Monday, November 03, 2025

Why is Dr. Glantz Calling a Letter from an Independent Public Health Practitioner an "Aggressive Lobbying Effort" by the Tobacco Industry?

Yesterday, I discussed what I believe is a mischaracterization by Dr. Stan Glantz of the scientific evidence on the relative risks of smoking vs. vaping as well as an inappropriate attack on independent scientists who happen to favor harm reduction in tobacco control. When I read the piece, I noted that Dr. Glantz accused the tobacco industry of organizing an "aggressive lobbying campaign" to "convince delegates to the 11th Conference of the Parties for The WHO Framework Convention on Tobacco Control to embrace e-cigarettes and other so-called smoke free tobacco products as part of tobacco control." I failed to click on the link because I assumed that this was a true statement. Why would Dr. Glantz call it an aggressive lobbying effort by Big Tobacco if it weren't?

After reading comments from some colleagues, I went ahead and clicked on the link to discover what this big lobbying effort of the tobacco industry consisted of. To my surprise, I found out that this "aggressive lobbying effort" by the "tobacco industry" consisted merely of a letter from one of my colleagues -- Clive Bates -- who has no affiliation with the tobacco industry, urging the delegates to the convention to embrace the idea of promoting electronic cigarettes as a safer alternative to smoking. Clive was transparent in the letter and noted that he has "no conflicts of interest regarding tobacco, nicotine, or pharmaceutical industries."

The Rest of the Story

In retrospect, the claim that this letter represents an aggressive lobbying effort by the tobacco industry turns out to be false. It is a letter from one person who has no affiliation with the tobacco industry. It appears that this is an attempt to malign the character and intent of Clive, who is a colleague of Dr. Glantz's in the effort to reduce morbidity and mortality associated with tobacco use. 

For six years, Clive headed up Action on Smoking and Health UK. While with ASH, Clive worked to counteract

Notably, an international effort to promote e-cigarettes as a substitute for tobacco would harm the tobacco industry because it would divert people away from tobacco products and toward non-tobacco products that are much safer. The sale of tobacco would decline, not increase. So if Clive is lobbying for the tobacco industry, he's doing a really poor job!

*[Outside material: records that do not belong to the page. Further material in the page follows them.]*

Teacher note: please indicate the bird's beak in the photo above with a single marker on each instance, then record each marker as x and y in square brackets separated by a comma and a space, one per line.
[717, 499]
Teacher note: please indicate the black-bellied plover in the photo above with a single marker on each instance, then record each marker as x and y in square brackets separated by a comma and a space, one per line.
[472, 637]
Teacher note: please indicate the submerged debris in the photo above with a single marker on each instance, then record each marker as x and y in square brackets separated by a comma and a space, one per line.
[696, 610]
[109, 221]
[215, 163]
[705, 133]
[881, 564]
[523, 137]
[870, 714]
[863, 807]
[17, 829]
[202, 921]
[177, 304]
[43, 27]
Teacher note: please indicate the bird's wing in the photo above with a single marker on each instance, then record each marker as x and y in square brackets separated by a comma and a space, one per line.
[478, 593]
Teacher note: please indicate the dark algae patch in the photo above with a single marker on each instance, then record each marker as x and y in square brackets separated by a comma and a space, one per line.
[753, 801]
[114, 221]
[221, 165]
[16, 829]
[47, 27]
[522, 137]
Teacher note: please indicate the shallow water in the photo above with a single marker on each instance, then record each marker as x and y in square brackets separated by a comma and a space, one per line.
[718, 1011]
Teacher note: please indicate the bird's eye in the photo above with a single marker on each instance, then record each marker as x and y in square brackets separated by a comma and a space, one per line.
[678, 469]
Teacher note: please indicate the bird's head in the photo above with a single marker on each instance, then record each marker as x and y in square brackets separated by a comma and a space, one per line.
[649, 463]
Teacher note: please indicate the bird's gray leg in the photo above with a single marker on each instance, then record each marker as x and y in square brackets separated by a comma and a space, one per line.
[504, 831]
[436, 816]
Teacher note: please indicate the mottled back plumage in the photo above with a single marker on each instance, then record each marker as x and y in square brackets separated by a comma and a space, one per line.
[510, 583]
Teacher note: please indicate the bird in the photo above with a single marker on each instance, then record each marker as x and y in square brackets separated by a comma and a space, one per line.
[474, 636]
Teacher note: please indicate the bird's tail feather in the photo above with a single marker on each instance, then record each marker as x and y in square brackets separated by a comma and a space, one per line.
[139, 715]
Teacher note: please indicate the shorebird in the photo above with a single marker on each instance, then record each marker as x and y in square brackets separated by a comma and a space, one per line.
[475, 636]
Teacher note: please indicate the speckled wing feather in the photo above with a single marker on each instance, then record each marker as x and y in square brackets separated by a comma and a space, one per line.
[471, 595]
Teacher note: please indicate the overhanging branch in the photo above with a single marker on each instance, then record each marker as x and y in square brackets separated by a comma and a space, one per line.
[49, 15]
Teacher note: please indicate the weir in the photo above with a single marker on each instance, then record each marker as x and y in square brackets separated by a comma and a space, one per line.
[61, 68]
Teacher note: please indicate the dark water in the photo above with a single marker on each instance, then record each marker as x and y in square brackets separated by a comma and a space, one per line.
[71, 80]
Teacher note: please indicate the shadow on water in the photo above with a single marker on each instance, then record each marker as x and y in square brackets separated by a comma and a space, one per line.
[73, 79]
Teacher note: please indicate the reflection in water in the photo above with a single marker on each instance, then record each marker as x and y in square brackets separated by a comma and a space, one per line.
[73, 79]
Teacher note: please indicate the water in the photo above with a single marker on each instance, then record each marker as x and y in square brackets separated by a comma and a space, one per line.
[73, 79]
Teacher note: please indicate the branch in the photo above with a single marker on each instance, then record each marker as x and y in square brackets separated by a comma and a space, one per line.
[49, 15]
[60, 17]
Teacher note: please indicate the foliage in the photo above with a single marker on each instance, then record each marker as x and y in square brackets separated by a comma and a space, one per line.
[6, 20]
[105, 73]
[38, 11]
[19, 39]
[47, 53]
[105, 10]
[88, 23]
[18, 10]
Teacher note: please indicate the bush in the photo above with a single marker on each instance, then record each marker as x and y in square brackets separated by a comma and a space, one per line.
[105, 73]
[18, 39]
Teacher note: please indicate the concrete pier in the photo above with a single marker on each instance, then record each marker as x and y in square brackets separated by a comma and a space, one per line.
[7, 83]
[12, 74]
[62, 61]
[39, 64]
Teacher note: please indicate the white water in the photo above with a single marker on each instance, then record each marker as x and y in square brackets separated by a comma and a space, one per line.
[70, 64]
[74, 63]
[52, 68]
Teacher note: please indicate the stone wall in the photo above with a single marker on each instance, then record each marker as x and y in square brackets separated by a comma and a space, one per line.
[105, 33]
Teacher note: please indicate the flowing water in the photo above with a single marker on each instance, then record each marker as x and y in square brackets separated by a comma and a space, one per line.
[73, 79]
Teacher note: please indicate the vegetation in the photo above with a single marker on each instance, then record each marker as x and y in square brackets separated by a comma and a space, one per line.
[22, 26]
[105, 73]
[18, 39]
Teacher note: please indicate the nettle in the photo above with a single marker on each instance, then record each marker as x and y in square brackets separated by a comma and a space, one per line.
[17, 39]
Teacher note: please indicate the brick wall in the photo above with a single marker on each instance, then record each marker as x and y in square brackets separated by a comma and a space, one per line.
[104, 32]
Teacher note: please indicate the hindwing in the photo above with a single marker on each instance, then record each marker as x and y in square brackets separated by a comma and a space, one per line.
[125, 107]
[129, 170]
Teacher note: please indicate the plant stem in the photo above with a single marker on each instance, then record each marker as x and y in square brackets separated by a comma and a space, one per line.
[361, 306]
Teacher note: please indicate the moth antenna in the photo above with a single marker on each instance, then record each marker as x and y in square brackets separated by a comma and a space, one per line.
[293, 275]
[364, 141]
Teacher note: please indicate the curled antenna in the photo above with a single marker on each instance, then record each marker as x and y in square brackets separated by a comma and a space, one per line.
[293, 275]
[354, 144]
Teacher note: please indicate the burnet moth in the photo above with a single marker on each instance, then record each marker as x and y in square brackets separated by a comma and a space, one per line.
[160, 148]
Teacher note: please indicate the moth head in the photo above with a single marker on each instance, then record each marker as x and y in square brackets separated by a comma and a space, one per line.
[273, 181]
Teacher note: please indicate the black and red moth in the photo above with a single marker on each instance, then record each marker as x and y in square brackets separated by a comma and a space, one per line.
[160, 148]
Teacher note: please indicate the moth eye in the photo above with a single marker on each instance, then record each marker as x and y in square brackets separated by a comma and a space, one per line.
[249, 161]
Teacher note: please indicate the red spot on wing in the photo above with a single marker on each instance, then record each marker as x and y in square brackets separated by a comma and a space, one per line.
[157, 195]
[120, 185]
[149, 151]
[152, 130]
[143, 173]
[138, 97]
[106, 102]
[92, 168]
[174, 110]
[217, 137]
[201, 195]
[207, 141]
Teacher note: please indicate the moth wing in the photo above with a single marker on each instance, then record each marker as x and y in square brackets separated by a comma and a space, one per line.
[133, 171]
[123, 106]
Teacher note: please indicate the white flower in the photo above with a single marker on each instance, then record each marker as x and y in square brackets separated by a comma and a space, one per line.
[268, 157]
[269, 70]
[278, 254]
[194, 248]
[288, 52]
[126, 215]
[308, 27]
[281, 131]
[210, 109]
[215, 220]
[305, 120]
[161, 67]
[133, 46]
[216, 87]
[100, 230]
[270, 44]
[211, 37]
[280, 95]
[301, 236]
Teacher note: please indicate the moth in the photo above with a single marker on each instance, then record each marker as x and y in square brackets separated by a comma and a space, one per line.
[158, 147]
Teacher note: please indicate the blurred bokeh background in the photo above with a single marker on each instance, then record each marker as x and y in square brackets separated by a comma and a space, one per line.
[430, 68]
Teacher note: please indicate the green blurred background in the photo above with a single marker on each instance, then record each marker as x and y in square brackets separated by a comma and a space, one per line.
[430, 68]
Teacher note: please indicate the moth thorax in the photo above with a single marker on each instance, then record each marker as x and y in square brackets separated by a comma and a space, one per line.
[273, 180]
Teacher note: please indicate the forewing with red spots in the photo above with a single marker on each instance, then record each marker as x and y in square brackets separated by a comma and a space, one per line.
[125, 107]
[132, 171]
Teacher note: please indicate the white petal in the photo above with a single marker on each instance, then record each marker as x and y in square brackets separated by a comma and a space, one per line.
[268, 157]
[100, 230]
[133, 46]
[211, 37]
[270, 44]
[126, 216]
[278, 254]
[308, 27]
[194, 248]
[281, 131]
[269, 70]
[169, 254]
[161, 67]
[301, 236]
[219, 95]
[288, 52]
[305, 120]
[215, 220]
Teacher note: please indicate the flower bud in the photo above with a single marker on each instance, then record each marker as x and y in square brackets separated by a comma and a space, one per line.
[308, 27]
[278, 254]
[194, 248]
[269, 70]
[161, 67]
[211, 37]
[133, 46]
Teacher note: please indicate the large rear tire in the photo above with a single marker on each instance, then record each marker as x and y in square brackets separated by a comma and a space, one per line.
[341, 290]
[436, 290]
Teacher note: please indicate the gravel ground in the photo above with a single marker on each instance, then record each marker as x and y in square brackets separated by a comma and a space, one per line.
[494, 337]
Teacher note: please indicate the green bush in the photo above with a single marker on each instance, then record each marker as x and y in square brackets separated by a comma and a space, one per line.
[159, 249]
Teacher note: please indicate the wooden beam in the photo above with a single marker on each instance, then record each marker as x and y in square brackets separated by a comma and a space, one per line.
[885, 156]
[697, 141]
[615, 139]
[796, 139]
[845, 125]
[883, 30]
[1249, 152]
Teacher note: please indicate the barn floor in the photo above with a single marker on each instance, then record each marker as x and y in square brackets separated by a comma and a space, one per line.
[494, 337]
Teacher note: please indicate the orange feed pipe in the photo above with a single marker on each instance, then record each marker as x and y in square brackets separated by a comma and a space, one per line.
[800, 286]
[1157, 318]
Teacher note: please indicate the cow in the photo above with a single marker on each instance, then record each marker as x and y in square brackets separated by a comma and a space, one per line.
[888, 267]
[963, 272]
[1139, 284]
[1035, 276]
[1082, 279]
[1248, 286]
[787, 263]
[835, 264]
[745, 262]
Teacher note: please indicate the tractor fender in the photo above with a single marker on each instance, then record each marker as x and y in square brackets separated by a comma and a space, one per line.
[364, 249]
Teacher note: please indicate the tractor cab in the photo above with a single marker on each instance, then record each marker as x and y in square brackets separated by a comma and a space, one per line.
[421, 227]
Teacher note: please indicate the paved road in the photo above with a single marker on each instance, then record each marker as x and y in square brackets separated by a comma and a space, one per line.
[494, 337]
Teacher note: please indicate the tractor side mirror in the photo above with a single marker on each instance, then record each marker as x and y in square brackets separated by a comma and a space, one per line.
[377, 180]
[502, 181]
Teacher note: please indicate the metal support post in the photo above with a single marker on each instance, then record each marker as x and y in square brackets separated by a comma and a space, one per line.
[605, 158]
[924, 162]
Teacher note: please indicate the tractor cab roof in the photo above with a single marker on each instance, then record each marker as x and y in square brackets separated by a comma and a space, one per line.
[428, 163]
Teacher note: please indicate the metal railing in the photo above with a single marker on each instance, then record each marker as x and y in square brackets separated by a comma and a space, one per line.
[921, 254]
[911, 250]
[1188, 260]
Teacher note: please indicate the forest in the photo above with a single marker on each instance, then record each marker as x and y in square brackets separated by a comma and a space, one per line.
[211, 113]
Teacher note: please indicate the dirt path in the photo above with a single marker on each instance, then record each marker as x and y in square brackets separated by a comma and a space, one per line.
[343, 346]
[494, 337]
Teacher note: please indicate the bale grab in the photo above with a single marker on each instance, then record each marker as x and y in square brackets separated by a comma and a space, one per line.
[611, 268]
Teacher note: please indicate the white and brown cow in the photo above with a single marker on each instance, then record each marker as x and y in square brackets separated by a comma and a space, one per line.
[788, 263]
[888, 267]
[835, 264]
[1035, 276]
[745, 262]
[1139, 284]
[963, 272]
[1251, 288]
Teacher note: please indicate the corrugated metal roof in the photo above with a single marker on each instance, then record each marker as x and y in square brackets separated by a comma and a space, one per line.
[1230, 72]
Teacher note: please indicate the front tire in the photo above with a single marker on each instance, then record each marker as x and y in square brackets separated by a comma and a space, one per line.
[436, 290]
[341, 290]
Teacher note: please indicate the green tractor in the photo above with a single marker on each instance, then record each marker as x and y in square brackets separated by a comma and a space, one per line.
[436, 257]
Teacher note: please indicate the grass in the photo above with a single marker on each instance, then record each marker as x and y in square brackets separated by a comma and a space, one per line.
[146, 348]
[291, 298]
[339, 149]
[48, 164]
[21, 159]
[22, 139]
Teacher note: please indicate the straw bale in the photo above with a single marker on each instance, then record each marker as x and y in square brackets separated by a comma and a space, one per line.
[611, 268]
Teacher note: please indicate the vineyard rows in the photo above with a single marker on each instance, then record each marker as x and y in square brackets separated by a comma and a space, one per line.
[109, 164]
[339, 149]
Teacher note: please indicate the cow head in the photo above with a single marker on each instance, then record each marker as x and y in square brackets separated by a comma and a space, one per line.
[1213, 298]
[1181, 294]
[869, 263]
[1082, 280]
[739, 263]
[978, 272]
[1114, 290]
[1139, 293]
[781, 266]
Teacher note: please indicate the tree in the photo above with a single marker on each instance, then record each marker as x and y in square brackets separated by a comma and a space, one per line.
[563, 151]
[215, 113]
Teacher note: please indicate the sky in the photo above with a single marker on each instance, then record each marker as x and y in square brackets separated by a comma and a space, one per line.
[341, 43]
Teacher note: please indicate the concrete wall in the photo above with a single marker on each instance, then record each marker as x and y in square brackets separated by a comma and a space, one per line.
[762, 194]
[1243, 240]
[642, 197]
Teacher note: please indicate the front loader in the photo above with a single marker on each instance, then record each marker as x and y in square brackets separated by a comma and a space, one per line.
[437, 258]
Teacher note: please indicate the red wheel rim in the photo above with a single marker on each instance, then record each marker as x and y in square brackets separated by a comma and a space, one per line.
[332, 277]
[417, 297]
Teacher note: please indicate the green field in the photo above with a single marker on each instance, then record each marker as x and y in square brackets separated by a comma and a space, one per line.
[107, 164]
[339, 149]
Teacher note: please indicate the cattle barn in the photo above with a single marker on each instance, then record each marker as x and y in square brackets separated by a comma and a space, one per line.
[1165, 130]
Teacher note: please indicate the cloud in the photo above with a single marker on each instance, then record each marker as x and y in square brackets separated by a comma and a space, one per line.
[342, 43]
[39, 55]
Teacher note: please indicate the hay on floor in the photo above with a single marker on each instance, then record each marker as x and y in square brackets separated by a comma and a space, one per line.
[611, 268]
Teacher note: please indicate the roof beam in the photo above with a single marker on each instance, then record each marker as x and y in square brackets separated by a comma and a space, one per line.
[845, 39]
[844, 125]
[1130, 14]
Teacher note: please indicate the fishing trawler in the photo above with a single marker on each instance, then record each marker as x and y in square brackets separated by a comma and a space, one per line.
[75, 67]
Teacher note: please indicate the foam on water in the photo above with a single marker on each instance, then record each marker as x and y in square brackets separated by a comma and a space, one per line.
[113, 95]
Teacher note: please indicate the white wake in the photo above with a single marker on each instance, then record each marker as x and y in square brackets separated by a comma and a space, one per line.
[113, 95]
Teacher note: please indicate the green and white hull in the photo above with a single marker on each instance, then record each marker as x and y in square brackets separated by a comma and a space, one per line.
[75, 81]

I find this ad hominem attack disturbing because it's completely unnecessary, untrue, malicious, and arguably defamatory. There's no room for that kind of nonsense in public health. If the facts in support of Stan's position are so weak that he has to resort to character assassination in order to promote his viewpoint, then it doesn't say a lot for the strength of his arguments.

Sadly, I have been the target of defamatory attacks like this several times in my career. Ironically, the most vicious attacks against my character came not from the tobacco industry but from some of my closest colleagues in the tobacco control movement. For example, one of my colleagues - with whom I published a paper expounding the dangers of secondhand smoke - publicly accused me of being a paid hack of the e-cigarette industry. (After I questioned him about why he made this statement, he sent me an email asking whether or not I have taken e-cigarette money, to which I responded: "Shouldn't you have asked me that question before you publicly smeared me in front of an auditorium-full of people?" Incidentally, this is the same researcher who also publicly claimed that e-cigarettes cause popcorn lung.)

We are living at a time when civil discourse is under attack. While there is certainly a place for exposing corporate lobbying that is harming the public's health, making false accusations weakens our credibility. And issuing such attacks against private individuals chills much-needed civil discourse among public health practitioners about a very important scientific question that affects millions of lives.